Salah satu temuan yang sangat mencolok adalah bahwa pada tahun ketika kondisi bebas es terjadi, luas es biasanya turun di bawah level saat ini (yang diukur pada tahun 2023) pada akhir bulan Juli – sekitar enam minggu lebih awal dari biasanya. Hal ini dapat menjadi sinyal peringatan dini: jika tingkat es musim panas di masa depan turun drastis pada bulan Juli, hal ini mungkin mengindikasikan peningkatan risiko kondisi bebas es di akhir musim tersebut.
“Setiap pengurangan emisi akan membantu melestarikan es laut,” kata Jahn.

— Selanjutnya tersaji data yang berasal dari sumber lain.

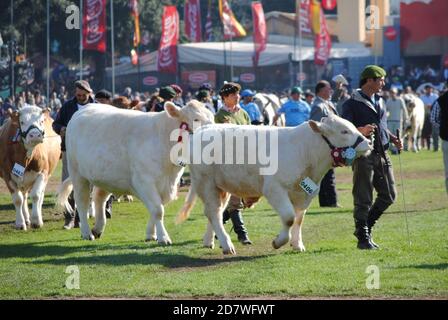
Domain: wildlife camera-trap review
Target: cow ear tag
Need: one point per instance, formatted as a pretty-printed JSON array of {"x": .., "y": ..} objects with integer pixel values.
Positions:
[
  {"x": 18, "y": 170},
  {"x": 309, "y": 186},
  {"x": 349, "y": 154}
]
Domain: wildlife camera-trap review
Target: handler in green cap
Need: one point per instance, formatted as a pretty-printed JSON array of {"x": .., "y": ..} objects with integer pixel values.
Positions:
[{"x": 366, "y": 110}]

Transformasi Arktik dari putih menjadi biru akan menandai perubahan besar pada penampakan Bumi dari luar angkasa – sebuah pengingat nyata akan dampak umat manusia terhadap iklim. Apakah perubahan ini akan terjadi dalam beberapa tahun atau dekade ke depan, mungkin bergantung pada tindakan kolektif kita untuk mengatasi perubahan iklim. Seperti pepatah burung kenari di tambang batu bara, hari bebas es pertama di Arktik akan menandakan perubahan mendasar dalam sistem iklim planet kita – hanya saja kali ini, tanda peringatannya mencakup seluruh lautan.
Ringkasan Makalah
Metodologi
Para peneliti menganalisis data es laut harian dari 11 model iklim berbeda, yang dipilih berdasarkan keakuratannya dalam mensimulasikan kondisi historis Arktik. Mereka fokus pada model yang dapat secara akurat memprediksi waktu dan luas cakupan minimum es laut jika dibandingkan dengan observasi satelit. Studi ini mempertimbangkan berbagai skenario masa depan, mulai dari pengurangan emisi secara agresif hingga kasus-kasus seperti biasa. Mereka mendefinisikan titik awal sebagai kondisi yang setara dengan luas es minimum pada tahun 2023 (3,39 juta kilometer persegi) dan melacak seberapa cepat setiap simulasi mencapai kondisi “bebas es” (kurang dari 1 juta kilometer persegi).
Hasil Utama
Analisis mengungkapkan bahwa hari bebas es pertama dapat terjadi antara 3 dan 70+ tahun setelah mencapai kondisi setara tahun 2023. Sembilan simulasi menunjukkan transisi yang sangat cepat (dalam waktu 3-6 tahun), semuanya menampilkan pola atmosfer tertentu: musim dingin yang hangat, pemanasan awal musim semi, dan badai musim panas yang mengganggu. Periode awal bebas es berlangsung antara 11 dan 53 hari, dengan rata-rata 27 hari. Waktunya tidak terlalu bergantung pada skenario emisi, namun lebih pada variabilitas iklim alami.
Keterbatasan Studi
Penelitian ini mengandalkan model iklim, yang meskipun canggih, tidak dapat memprediksi kondisi masa depan dengan sempurna. Model-model tersebut mungkin tidak mencakup semua mekanisme umpan balik potensial atau interaksi sistem iklim yang tidak terduga. Studi ini juga berfokus pada luasan es harian dibandingkan volume atau kualitas es, yang dapat memberikan wawasan tambahan mengenai perubahan Arktik.
Diskusi & Kesimpulan
Studi ini menyoroti kemungkinan perubahan mendadak pada es laut Arktik, bahkan dalam skenario emisi sedang. Identifikasi pola cuaca spesifik yang terkait dengan hilangnya es secara cepat dapat membantu meningkatkan upaya pemantauan dan prediksi. Penelitian ini menunjukkan bahwa menjaga pemanasan global di bawah 1,5°C dapat membantu mencegah kondisi awal bebas es, sehingga menggarisbawahi pentingnya tindakan iklim.
Pendanaan & Pengungkapan
Penelitian ini didanai oleh Dewan Riset Nasional Swedia, Badan Antariksa Nasional Swedia, dan penghargaan NSF-CAREER. Para penulis menyatakan tidak ada kepentingan yang bersaing. Penelitian ini memanfaatkan kolaborasi internasional dan sumber daya komputasi yang disediakan oleh berbagai lembaga penelitian.